(Le Pays 16/03/2011)
Le pouvoir de Laurent Gbagbo n’a jamais autant vacillé que ces derniers jours. Bis repetita, est-on tenté de dire. L’histoire semble se répéter en Côte d’Ivoire. Comme en 2002, lorsque les rebelles ont fondu du nord jusqu’à Abidjan, la capitale économique ivoirienne est de nouveau en proie à des affrontements entre forces pro et anti-Gbagbo.
Mais la comparaison s’arrête là. Le contexte a complètement changé. La victime d’hier est devenue le bourreau d’aujourd’hui, et les forces jadis qualifiées d’assaillants ont recouvré une légitimité. Elles défendent la légalité constitutionnelle en voulant installer le président démocratiquement élu. Si en 2002, Gbagbo alors fraîchement élu, même laborieusement, jouissait d’une certaine légitimité, il n’en est rien aujourd’hui.

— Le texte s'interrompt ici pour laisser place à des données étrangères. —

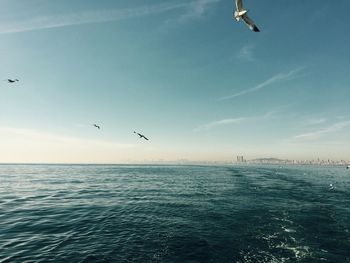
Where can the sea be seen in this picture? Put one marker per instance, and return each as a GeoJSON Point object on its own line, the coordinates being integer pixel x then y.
{"type": "Point", "coordinates": [174, 213]}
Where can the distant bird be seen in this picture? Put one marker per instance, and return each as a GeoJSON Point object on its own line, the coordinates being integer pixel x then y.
{"type": "Point", "coordinates": [97, 126]}
{"type": "Point", "coordinates": [242, 13]}
{"type": "Point", "coordinates": [141, 135]}
{"type": "Point", "coordinates": [11, 80]}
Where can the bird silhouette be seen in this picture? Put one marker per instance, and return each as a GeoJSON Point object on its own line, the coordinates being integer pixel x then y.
{"type": "Point", "coordinates": [242, 13]}
{"type": "Point", "coordinates": [141, 135]}
{"type": "Point", "coordinates": [11, 80]}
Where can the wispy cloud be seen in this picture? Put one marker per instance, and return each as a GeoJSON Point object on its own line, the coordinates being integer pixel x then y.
{"type": "Point", "coordinates": [46, 137]}
{"type": "Point", "coordinates": [232, 121]}
{"type": "Point", "coordinates": [246, 53]}
{"type": "Point", "coordinates": [220, 123]}
{"type": "Point", "coordinates": [192, 9]}
{"type": "Point", "coordinates": [196, 9]}
{"type": "Point", "coordinates": [274, 79]}
{"type": "Point", "coordinates": [325, 130]}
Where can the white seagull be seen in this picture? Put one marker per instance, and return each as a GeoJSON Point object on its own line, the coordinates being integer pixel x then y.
{"type": "Point", "coordinates": [242, 13]}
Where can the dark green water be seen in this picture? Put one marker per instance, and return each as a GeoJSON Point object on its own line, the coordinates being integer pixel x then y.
{"type": "Point", "coordinates": [62, 213]}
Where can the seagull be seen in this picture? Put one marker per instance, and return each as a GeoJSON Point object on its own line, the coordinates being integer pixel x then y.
{"type": "Point", "coordinates": [97, 126]}
{"type": "Point", "coordinates": [11, 80]}
{"type": "Point", "coordinates": [141, 136]}
{"type": "Point", "coordinates": [240, 12]}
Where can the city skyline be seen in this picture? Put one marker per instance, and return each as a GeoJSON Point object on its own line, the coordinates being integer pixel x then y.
{"type": "Point", "coordinates": [201, 86]}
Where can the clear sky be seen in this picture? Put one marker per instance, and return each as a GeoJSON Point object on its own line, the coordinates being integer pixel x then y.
{"type": "Point", "coordinates": [200, 85]}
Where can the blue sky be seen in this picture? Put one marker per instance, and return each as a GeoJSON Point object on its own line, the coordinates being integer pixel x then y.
{"type": "Point", "coordinates": [200, 85]}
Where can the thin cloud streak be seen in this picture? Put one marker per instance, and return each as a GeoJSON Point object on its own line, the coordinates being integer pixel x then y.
{"type": "Point", "coordinates": [196, 9]}
{"type": "Point", "coordinates": [220, 123]}
{"type": "Point", "coordinates": [277, 78]}
{"type": "Point", "coordinates": [317, 134]}
{"type": "Point", "coordinates": [224, 122]}
{"type": "Point", "coordinates": [34, 135]}
{"type": "Point", "coordinates": [193, 8]}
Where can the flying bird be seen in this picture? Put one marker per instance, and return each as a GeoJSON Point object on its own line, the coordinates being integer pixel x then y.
{"type": "Point", "coordinates": [242, 13]}
{"type": "Point", "coordinates": [141, 136]}
{"type": "Point", "coordinates": [11, 80]}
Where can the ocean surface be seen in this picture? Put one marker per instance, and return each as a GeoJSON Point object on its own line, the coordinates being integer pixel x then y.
{"type": "Point", "coordinates": [111, 213]}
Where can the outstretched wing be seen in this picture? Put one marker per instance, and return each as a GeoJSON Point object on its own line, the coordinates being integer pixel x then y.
{"type": "Point", "coordinates": [250, 23]}
{"type": "Point", "coordinates": [239, 5]}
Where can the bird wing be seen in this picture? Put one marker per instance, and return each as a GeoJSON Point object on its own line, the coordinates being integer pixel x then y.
{"type": "Point", "coordinates": [239, 5]}
{"type": "Point", "coordinates": [250, 23]}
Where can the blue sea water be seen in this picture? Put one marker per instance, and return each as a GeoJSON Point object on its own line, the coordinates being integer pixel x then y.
{"type": "Point", "coordinates": [89, 213]}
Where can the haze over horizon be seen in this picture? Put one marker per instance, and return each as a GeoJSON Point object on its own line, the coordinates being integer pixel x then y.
{"type": "Point", "coordinates": [198, 84]}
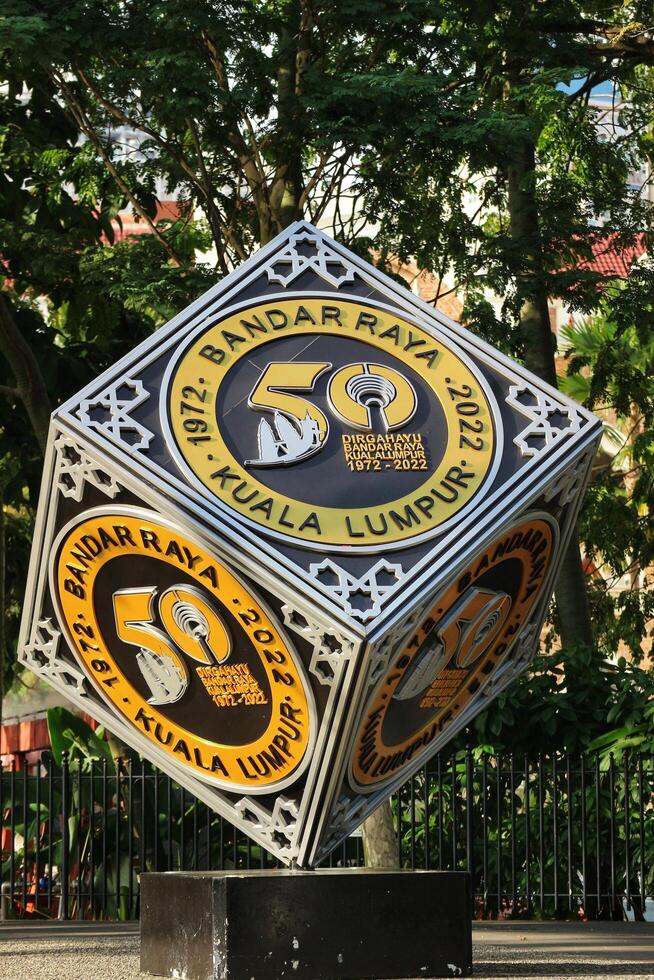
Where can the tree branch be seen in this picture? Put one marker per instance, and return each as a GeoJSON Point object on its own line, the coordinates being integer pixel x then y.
{"type": "Point", "coordinates": [86, 126]}
{"type": "Point", "coordinates": [30, 386]}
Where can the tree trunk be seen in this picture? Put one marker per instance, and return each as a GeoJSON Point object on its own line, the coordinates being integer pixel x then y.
{"type": "Point", "coordinates": [379, 839]}
{"type": "Point", "coordinates": [294, 56]}
{"type": "Point", "coordinates": [30, 385]}
{"type": "Point", "coordinates": [540, 348]}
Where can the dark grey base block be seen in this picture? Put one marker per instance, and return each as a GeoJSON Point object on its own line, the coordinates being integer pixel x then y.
{"type": "Point", "coordinates": [306, 925]}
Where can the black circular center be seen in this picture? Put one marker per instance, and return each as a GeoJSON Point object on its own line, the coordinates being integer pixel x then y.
{"type": "Point", "coordinates": [196, 710]}
{"type": "Point", "coordinates": [404, 716]}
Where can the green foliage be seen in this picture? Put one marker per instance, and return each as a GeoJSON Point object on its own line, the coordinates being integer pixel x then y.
{"type": "Point", "coordinates": [71, 734]}
{"type": "Point", "coordinates": [258, 111]}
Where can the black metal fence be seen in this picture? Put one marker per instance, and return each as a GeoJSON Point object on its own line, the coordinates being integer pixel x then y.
{"type": "Point", "coordinates": [561, 836]}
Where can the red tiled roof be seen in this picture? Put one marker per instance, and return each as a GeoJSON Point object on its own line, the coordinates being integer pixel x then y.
{"type": "Point", "coordinates": [133, 225]}
{"type": "Point", "coordinates": [612, 260]}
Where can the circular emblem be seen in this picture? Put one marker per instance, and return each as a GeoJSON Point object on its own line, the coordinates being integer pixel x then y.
{"type": "Point", "coordinates": [331, 422]}
{"type": "Point", "coordinates": [181, 649]}
{"type": "Point", "coordinates": [453, 653]}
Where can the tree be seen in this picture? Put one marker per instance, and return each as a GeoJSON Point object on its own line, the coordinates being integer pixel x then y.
{"type": "Point", "coordinates": [456, 133]}
{"type": "Point", "coordinates": [497, 171]}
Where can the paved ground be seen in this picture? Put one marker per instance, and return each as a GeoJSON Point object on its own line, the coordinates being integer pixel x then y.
{"type": "Point", "coordinates": [519, 950]}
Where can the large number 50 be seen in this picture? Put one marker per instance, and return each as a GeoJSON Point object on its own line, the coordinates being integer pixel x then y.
{"type": "Point", "coordinates": [362, 395]}
{"type": "Point", "coordinates": [190, 626]}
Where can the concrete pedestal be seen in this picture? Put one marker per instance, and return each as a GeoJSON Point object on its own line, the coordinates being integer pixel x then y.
{"type": "Point", "coordinates": [336, 924]}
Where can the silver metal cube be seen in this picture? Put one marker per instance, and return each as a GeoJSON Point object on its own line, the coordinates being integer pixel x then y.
{"type": "Point", "coordinates": [289, 546]}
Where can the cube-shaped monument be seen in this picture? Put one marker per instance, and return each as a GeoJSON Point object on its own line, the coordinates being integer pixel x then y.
{"type": "Point", "coordinates": [298, 538]}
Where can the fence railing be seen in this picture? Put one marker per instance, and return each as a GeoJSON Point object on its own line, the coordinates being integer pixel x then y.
{"type": "Point", "coordinates": [556, 836]}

Il ne peut compter que sur un carré de fidèles mués en hors-la-loi et en tueurs pour conserver un pouvoir perdu dans les urnes. La guérilla actuelle à Abidjan est symptomatique de l’effritement progressif de sa force de frappe militaire, à la suite de coups de boutoir divers (défaites à Abidjan et dans l’Ouest, démoralisation de la troupe, embargo, sanctions économiques et ciblées, mise au ban de la communauté internationale, etc). C’est sur le bout des doigts que l’ancien président compte ses alliés : un quarteron de généraux, des jeunes désoeuvrés et endoctrinés, quelques pays sous l’influence d’un discours nationaliste galvaudé. C’est donc un homme traqué, aux abois qui vient de tenir une sorte de conseil de guerre et qui s’apprête à délivrer un message pour annoncer de « grandes décisions ». Un bon chef de guerre ou d’Etat devrait, dans les conditions actuelles, faire fi d’un amour-propre et d’un orgueil mal placés, pour brandir un mouchoir blanc et abdiquer. Pour épargner non seulement la vie de ses derniers soldats, mais surtout celle de son peuple. Mais Gbagbo n’est pas Napoléon. On le prendrait plutôt pour un Hitler tropicalisé, prêt à entraîner son pays dans la ruine, jusqu’à son dernier souffle. On ne saurait interpréter autrement cet ultime appel que promet de lancer Charles Blé Goudé, pour, dit-il, « libérer la Côte d’Ivoire ». Assiste-t-on aux dernières heures du terrible conflit qui déchire la Côte d’Ivoire ? Cette mobilisation générale pour l’assaut final, s’il a lieu, sonnera aussi sans doute le glas de Gbagbo, même s’il faut redouter le pire, en termes de victimes collatérales. Car, la barbarie ne semble pas avoir de limite en Côte d’Ivoire. Si l’on en juge par la gravité des crimes déjà commis contre les populations et ceux qui pourraient survenir si Gbagbo tentait de livrer sa dernière bataille, il y a de quoi frémir. Qui ne se souvient pas de cette terrifiante phrase du président sortant quand, au faîte de sa gloire, il lança : « Mille morts à gauche, mille morts à droite, moi j’avance » ? Une personne assez courageuse qui se permet de proférer une telle sentence est-elle capable de rédemption ? On aimerait le croire, et espérer que l’opposant historique mué en chef d’Etat aveuglé par le pouvoir, c’est-à-dire Laurent Gbagbo, saura épargner à son peuple le supplice d’un baroud d’honneur suicidaire.